Characters: Sam Flagg, Sidney Freedman
Word Count: 2044
Date Started: 06/04/10 Date Completed: 06/04/10
Rating: PG
Warnings: Angst-y, sort of pre-slash at the end, if you squint. ^^;
Author’s Notes: Got Flagg’s first name from the MASH wikia. Title is from the Riverside song.
After the war, things had been different. There was no off switch, no place to go where crazy doctors would be a breath of fresh air… where sanity had been a passing stranger in the night, who maybe waved, or exchanged a glance or two. There was nothing. Before, at first, there had been his wife, and his children. But that had left quickly too. The war had changed him. He scared his children, his wife couldn’t sleep with his nightmares. They’d left and he didn’t blame them, couldn’t blame them. He wished them the best, because if he didn’t, he wasn’t sure where he’d stand.

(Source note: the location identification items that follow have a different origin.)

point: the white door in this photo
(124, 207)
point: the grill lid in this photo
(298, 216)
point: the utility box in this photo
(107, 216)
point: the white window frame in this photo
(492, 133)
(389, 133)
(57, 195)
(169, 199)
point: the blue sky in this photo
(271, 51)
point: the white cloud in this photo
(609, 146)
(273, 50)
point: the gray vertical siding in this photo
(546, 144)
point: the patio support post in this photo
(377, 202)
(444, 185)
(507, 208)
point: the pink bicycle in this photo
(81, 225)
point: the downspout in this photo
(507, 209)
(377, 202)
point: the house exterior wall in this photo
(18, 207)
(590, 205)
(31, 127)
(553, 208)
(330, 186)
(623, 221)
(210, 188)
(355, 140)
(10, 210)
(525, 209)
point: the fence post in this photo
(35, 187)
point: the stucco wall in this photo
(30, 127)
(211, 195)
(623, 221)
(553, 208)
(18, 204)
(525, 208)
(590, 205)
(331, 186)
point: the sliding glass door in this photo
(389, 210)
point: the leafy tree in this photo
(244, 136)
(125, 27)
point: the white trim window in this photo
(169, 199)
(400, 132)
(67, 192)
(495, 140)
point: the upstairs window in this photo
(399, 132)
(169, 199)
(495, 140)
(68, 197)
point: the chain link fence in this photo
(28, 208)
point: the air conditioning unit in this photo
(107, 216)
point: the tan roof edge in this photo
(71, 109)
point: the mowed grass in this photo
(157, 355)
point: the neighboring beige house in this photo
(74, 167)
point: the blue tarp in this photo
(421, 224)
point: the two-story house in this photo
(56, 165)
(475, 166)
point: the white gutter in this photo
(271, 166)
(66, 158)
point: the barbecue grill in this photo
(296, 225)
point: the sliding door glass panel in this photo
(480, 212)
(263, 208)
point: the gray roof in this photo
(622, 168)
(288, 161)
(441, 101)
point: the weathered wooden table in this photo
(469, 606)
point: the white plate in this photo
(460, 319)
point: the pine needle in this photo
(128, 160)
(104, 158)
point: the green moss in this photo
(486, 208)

At the office, things were… mundane, routine. People spoke about their problems and compulsions. He felt himself longing for dealing with men wearing dresses and pretending to be plants to get out of the army. He never thought he’d miss Korea, and he supposed he didn’t, not really. But he missed… the challenge it had posed. Here it was all petty. Occasionally, he’d get someone with a real problem. He noticed most of those people were having troubles dealing with a tragedy… or had been in the war before.
Sidney didn’t want to think about Korea, or the boys he’d treated, or the way he’d had to keep sane. But now there was nothing keeping him sane. He felt, at most times, like there was only a thin gossamer sheet separating his sanity and insanity. It was an unappealing sensation. He wished he could get rid of it. He tried to drink it away, he was beginning to think there wasn’t enough alcohol in the world. Times like this, he almost wanted a “Swamp Martini”, something that tasted terrible, but was quick to burn all the unpleasantness away.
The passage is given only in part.